Results: There were 41 patients eligible for the study. The control group (n = 24) and protocol group (n = 17) had similar characteristics in terms of age and gender distribution. The mean postoperative hospital stay of the control group and protocol group was 33.81 and 27.43 hours, respectively (p<0.05). No NSQIP complications were noted in either group and there was no significant difference in readmission rate (0 vs 0.05, p=N.S., respectively).

Conclusion:
The implemented guidelines for post-pyloromyotomy care significantly decreased length of hospital stay after surgery without significant impact on complication or re-admission rates.

73.08 Neuroimaging in CDH Patients Requiring ECMO: Does it Predict Neurodevelopmental Outcome?

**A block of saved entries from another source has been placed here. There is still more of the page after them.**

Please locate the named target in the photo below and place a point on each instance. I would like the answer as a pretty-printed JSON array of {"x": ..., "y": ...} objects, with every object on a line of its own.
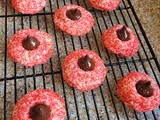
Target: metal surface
[{"x": 99, "y": 104}]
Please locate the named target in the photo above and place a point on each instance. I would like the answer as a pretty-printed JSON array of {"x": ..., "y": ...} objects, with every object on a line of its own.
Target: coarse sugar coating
[
  {"x": 74, "y": 27},
  {"x": 80, "y": 79},
  {"x": 41, "y": 96},
  {"x": 127, "y": 92},
  {"x": 125, "y": 48},
  {"x": 40, "y": 55},
  {"x": 105, "y": 5},
  {"x": 28, "y": 6}
]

A. K. Rzepecki1, M. Coughlin1, N. L. Werner1, H. Parmar2, M. Ladino Torres2, S. Patel2, G. B. Mychaliska1 1University Of Michigan,Pediatric Surgery,Ann Arbor, MI, USA 2University Of Michigan,Pediatric Radiology,Ann Arbor, MI, USA

Introduction: Patients with congenital diaphragmatic hernia (CDH) that require extracorporeal membrane oxygenation (ECMO) are at risk for poor neurodevelopmental outcomes. The aim of this study was to compare the head ultrasound (US) and MRI of these patients and correlate neuroimaging findings to neurodevelopmental outcome.

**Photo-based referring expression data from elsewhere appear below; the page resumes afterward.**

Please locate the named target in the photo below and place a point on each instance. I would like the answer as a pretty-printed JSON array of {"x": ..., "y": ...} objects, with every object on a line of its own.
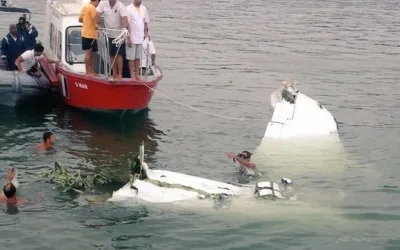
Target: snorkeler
[
  {"x": 48, "y": 141},
  {"x": 10, "y": 191},
  {"x": 246, "y": 166}
]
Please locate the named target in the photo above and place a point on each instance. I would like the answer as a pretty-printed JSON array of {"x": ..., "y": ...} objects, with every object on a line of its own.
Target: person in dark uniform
[
  {"x": 12, "y": 46},
  {"x": 28, "y": 32}
]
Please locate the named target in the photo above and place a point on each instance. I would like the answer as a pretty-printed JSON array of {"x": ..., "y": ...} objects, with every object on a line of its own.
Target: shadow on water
[{"x": 109, "y": 138}]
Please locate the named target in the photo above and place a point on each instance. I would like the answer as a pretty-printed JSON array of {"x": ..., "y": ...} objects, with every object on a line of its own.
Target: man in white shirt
[
  {"x": 115, "y": 19},
  {"x": 28, "y": 61},
  {"x": 138, "y": 19},
  {"x": 150, "y": 51}
]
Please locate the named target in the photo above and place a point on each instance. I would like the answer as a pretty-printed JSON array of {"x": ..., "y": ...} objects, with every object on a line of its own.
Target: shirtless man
[
  {"x": 246, "y": 166},
  {"x": 9, "y": 194},
  {"x": 48, "y": 141}
]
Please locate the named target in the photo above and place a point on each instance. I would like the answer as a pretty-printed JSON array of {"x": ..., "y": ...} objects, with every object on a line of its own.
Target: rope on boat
[
  {"x": 202, "y": 111},
  {"x": 119, "y": 40}
]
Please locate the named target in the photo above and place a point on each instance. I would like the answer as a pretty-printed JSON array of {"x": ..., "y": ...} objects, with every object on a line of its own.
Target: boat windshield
[{"x": 74, "y": 52}]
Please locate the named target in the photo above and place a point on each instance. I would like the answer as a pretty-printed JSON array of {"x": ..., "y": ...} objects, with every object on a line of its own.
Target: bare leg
[
  {"x": 115, "y": 73},
  {"x": 119, "y": 67},
  {"x": 88, "y": 57},
  {"x": 138, "y": 70},
  {"x": 132, "y": 68},
  {"x": 93, "y": 65}
]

Methods: We conducted an IRB-approved retrospective review of all patients treated at C.S. Mott Children’s Hospital between 2006-2015 with a diagnosis of CDH who required ECMO. Patients were included if they had a head US and MRI in the neonatal period. Baseline patient characteristics, hospital course, and survival data were collected. Neurodevelopmental impairments were classified as 0=normal, 1=mild, 2=moderate, or 3=severe based on Peabody scores and clinical records from a multidisciplinary CDH clinic. MRIs were graded based on severity of abnormality as 0=no abnormality, 1=mild (ventricular dilation or small extra-axial hemorrhages), 2=moderate (large parenchymal hemorrhage or combination of mild hemmorrhagic and non-hemorrhagic abnormalities), or 3=severe lesions (multiple large parenchymal hemorrhage, diffuse atrophy, diffuse leukomalacia). Spearman’s rho was used to calculate a correlation coefficient between neurodevelopmental impairments and MRI grades.

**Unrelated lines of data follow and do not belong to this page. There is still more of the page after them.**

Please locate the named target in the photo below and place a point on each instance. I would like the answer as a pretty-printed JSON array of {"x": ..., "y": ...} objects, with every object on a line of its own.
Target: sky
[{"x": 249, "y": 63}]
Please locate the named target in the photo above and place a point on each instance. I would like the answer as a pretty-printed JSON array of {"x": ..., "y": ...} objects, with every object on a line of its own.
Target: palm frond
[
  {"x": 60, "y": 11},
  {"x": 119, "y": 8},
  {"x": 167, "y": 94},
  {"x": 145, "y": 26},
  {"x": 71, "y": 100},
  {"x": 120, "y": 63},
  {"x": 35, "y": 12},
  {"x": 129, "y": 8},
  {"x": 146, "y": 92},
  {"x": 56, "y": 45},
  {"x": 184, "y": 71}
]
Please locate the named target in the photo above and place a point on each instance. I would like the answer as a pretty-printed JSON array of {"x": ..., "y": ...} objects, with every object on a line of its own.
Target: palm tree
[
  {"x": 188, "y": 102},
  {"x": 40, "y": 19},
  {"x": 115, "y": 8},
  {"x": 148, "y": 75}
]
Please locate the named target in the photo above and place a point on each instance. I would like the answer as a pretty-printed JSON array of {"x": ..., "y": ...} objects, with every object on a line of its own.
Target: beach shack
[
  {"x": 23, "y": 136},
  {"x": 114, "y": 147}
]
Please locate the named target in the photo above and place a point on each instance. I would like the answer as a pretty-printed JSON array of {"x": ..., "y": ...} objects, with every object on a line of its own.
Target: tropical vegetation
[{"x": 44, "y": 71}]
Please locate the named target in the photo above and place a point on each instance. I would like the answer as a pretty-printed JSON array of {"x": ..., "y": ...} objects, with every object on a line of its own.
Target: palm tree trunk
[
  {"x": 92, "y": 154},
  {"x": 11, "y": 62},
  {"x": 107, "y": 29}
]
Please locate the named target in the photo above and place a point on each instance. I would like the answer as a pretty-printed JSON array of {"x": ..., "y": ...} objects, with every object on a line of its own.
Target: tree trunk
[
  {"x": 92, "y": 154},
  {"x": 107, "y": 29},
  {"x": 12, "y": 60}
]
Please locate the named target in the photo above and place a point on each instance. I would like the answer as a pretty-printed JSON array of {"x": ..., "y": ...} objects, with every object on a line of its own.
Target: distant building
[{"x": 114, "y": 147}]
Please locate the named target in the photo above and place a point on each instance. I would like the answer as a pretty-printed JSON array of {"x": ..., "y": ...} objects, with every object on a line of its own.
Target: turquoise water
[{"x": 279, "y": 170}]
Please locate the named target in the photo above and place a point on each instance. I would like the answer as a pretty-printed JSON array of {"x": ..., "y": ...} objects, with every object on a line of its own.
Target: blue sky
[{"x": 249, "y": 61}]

Results: There were 64 patients with a diagnosis of CDH that required ECMO. 22 of these patients had both head US and MRI evaluation. The overall survival of this cohort was 77%. The defect was left-sided in 77%. The mean length of stay was 99±60 days, and the mean ventilator-free days in 60 days of life was 16±17. The mean duration on ECMO was 15±7 days. Median follow up among survivors (17/22) was 1,038 days (IQR 196-1,665). US did not demonstrate acute bleeding in any patients, but did identify dilated ventricles and prominence of extra-axial spaces in 14%. MRI of these patients also did not show significant bleeding, but found 2/22 (9%) with no abnormality, 7/22 (32%) with mild lesions, 3/22 (14%) with moderate lesions, and 10/22 (45%) with severe lesions. Neurodevelopmental impairment was mild in 6/17 children (35%), moderate in 3/17 (18%), severe in 5/17 (29%), and absent in 3/17 (18%). Spearman’s rho correlation coefficient between neurodevelopment impairments and MRI grades was 0.55 (Figure).

Conclusion: This study suggests that brain MRI and US correlate in the detection of major findings such as bleeding, however MRI is more accurate than US in detecting subtle changes such as volume loss in CDH patients that required ECMO. Correlation between MRI and neurodevelopmental outcomes was weak. These data suggest the importance of close surveillance for neurodevelopmental outcome regardless of early MRI findings.